On this unique occasion celebrating the 100th anniversary of the founding of the Japan Endocrine Society (JES), it is a great honor and pleasure for me to have this deeply appreciated opportunity to introduce to the junior and young members my modest background and reasons for aspiring to Endocrinology.

First, I would like to refer to the famous proverb, “When you drink water, think of its source,” an idiomatic translation for “Don’t forget where your happiness comes from.” The Dutch physician J.L.C. Pompe van Meerdervoort (1829–1908) established the “Igakudenshusho” and “Nagasaki Yojosho” in 1857 and 1861, respectively, which were the first modern western-style medical school and hospital in Japan. He similarly said: “The physician should realize the nature of this vocation, once he has made his choice, he is accountable to the suffering, not to himself. If it is not his wish, then he should choose another profession.” Two famous novels were inspired by this interesting period of history: Kocho no yume (A butterfly dream) written in Japanese by Ryotarou Shiba and Akatsuki no tabibito (A traveler at break of day) written in Japanese by Akira Yoshimura, both of which introduced the break of dawn of western-style medicine from Nagasaki focusing on Dr. Ryoujun Matsumoto and other young challengers.
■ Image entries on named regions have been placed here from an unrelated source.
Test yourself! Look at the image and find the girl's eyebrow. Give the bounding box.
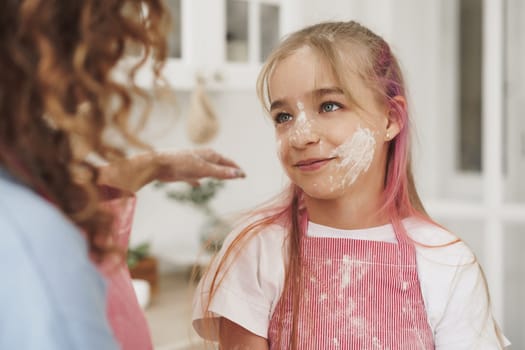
[312,86,344,97]
[270,86,344,111]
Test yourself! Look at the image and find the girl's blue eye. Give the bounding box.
[321,102,341,112]
[274,113,292,124]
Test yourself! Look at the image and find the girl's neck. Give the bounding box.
[304,189,390,230]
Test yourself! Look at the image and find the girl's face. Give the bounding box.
[268,47,388,199]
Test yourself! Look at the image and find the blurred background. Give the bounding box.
[124,0,525,350]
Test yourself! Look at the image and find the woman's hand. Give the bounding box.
[155,148,245,186]
[98,148,245,192]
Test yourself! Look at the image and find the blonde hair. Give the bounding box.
[204,21,500,349]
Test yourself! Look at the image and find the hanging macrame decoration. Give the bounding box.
[186,78,219,144]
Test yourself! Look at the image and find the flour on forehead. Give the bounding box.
[330,127,376,185]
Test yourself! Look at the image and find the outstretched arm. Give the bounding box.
[98,148,245,192]
[219,317,269,350]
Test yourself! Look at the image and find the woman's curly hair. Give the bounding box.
[0,0,167,259]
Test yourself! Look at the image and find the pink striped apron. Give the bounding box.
[268,221,434,350]
[100,187,153,350]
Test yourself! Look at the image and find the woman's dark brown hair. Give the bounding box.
[0,0,167,259]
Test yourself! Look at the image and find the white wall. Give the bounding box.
[131,91,285,268]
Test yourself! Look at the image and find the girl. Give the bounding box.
[193,22,507,350]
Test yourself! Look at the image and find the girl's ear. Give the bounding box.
[385,96,407,141]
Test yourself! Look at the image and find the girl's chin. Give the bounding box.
[302,185,345,200]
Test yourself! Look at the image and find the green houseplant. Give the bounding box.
[155,179,230,252]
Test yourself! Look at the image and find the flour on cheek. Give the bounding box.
[330,128,376,189]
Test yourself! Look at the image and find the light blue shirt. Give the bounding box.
[0,167,118,350]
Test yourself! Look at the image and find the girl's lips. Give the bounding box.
[294,158,334,171]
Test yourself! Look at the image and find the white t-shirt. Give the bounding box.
[193,218,509,350]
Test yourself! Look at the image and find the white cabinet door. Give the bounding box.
[143,0,289,91]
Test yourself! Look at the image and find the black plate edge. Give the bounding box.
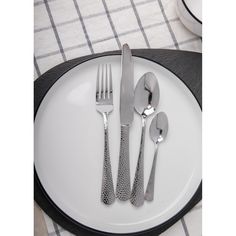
[34,49,202,236]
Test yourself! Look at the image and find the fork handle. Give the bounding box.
[101,113,115,205]
[116,125,131,201]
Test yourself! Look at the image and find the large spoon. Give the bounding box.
[130,72,160,207]
[145,112,168,201]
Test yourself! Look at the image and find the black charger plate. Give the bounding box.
[34,49,202,236]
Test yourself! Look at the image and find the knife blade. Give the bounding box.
[120,44,134,125]
[116,44,134,201]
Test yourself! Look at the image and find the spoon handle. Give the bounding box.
[116,125,131,201]
[145,144,158,201]
[130,117,146,207]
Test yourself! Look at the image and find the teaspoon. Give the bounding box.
[130,72,160,207]
[145,112,168,201]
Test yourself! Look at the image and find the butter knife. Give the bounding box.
[116,44,134,201]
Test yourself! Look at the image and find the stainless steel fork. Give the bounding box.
[96,64,115,205]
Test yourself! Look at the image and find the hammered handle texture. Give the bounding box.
[130,118,146,207]
[101,121,115,205]
[116,125,131,201]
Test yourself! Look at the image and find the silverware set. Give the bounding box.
[96,44,168,207]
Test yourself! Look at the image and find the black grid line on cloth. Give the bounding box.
[52,221,61,236]
[34,0,156,33]
[157,0,179,49]
[34,56,41,76]
[34,0,56,6]
[36,18,199,59]
[44,0,66,61]
[130,0,150,48]
[181,217,190,236]
[161,37,199,49]
[102,0,121,49]
[48,228,66,236]
[73,0,94,54]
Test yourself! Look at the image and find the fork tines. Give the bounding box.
[96,64,113,102]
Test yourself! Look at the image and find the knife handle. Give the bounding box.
[116,125,131,201]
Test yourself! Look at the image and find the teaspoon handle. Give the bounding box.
[130,117,146,207]
[145,144,158,201]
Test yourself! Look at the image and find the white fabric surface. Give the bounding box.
[34,0,202,236]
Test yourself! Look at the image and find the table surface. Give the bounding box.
[34,0,202,236]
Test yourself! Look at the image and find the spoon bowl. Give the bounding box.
[134,72,160,117]
[130,72,160,207]
[149,112,169,143]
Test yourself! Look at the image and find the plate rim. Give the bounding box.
[34,49,202,236]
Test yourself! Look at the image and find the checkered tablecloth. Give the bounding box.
[34,0,202,236]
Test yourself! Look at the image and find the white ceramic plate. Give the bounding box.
[35,56,201,233]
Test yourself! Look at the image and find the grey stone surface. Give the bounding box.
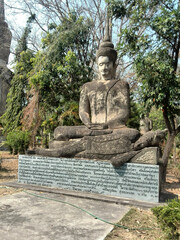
[49,140,76,149]
[111,151,138,167]
[134,129,167,150]
[85,134,131,155]
[32,16,166,161]
[130,147,160,165]
[18,155,159,202]
[0,189,129,240]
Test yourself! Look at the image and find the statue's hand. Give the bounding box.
[86,123,108,130]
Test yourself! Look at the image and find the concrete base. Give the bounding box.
[18,155,160,202]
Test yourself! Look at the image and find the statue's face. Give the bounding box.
[98,56,114,80]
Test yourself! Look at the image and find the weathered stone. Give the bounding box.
[130,147,160,164]
[49,140,73,149]
[84,134,131,155]
[35,139,86,157]
[54,126,112,141]
[113,127,140,143]
[134,130,167,150]
[111,151,139,167]
[75,151,116,160]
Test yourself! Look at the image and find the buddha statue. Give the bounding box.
[34,20,164,166]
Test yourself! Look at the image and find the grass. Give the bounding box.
[105,208,167,240]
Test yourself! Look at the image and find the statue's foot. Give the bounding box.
[29,139,86,157]
[113,127,140,143]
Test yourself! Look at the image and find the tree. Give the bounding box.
[0,50,33,134]
[22,12,95,144]
[110,0,180,180]
[0,16,34,134]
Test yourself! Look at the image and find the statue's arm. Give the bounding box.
[79,85,91,127]
[107,82,130,128]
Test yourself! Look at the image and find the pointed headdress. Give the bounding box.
[96,13,117,63]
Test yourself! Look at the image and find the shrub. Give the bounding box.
[6,129,30,154]
[152,199,180,240]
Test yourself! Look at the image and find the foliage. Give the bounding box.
[15,14,36,62]
[30,14,93,111]
[152,199,180,240]
[0,50,33,134]
[19,13,94,145]
[108,0,180,180]
[6,129,30,154]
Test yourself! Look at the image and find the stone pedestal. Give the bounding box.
[18,155,160,202]
[0,66,13,116]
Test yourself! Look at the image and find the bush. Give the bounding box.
[6,130,30,154]
[152,199,180,240]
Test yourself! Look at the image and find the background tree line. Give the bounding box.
[1,0,180,180]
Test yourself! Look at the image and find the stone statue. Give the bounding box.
[34,18,167,166]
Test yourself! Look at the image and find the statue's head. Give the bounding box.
[96,41,117,80]
[96,18,117,80]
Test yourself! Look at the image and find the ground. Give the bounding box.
[0,152,180,240]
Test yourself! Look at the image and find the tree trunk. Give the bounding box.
[162,132,176,182]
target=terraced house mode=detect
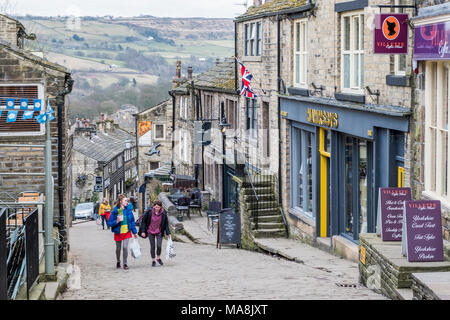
[236,0,422,260]
[0,15,73,260]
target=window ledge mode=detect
[334,92,366,103]
[242,56,262,62]
[288,208,316,227]
[288,87,309,97]
[386,74,410,87]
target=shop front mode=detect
[281,96,409,243]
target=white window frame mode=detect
[244,20,263,57]
[341,11,364,94]
[153,123,166,141]
[293,19,308,89]
[0,83,45,137]
[424,61,450,206]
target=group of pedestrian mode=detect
[94,194,171,270]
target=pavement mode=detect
[58,210,386,300]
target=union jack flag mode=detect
[236,58,258,98]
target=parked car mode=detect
[75,202,94,220]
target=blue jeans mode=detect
[101,215,109,229]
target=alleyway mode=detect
[61,218,384,300]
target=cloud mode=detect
[7,0,245,18]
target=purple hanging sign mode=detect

I myself had learnt medicine with high ideals and beliefs at Nagasaki University School of Medicine, which has a long history and tradition described elsewhere. Tragically, our Medical School was destroyed and burnt to ashes on August 9, 1945, by the second Atomic Bombing. After graduation in March 1978, I entered the First Department of Internal Medicine, Nagasaki University Hospital, where many active and attractive senior doctors influenced me especially about the logical thinking way through seeing various patients with a wide spectrum of endocrine disorders. These were busy days from early morning to midnight filled with clinical and research work, yet a precious and even enjoyable opportunity to learn many things from different and difficult patients who were all my teachers. Then at some point I realized that it was problematic to understand the essence of things and to improve my limited knowledge of Medicine if I was to be very busily occupied with daily clinical practice. Nevertheless, I greatly appreciated the very comfortable working environment surrounded by good teachers and colleagues who all worked very hard until late at night. Also, it was indeed due to my wife and family who permitted me and supported my daily life to work hard to master the way of Medicine, especially Endocrinology, as was my wont, without any concern over monetary reward.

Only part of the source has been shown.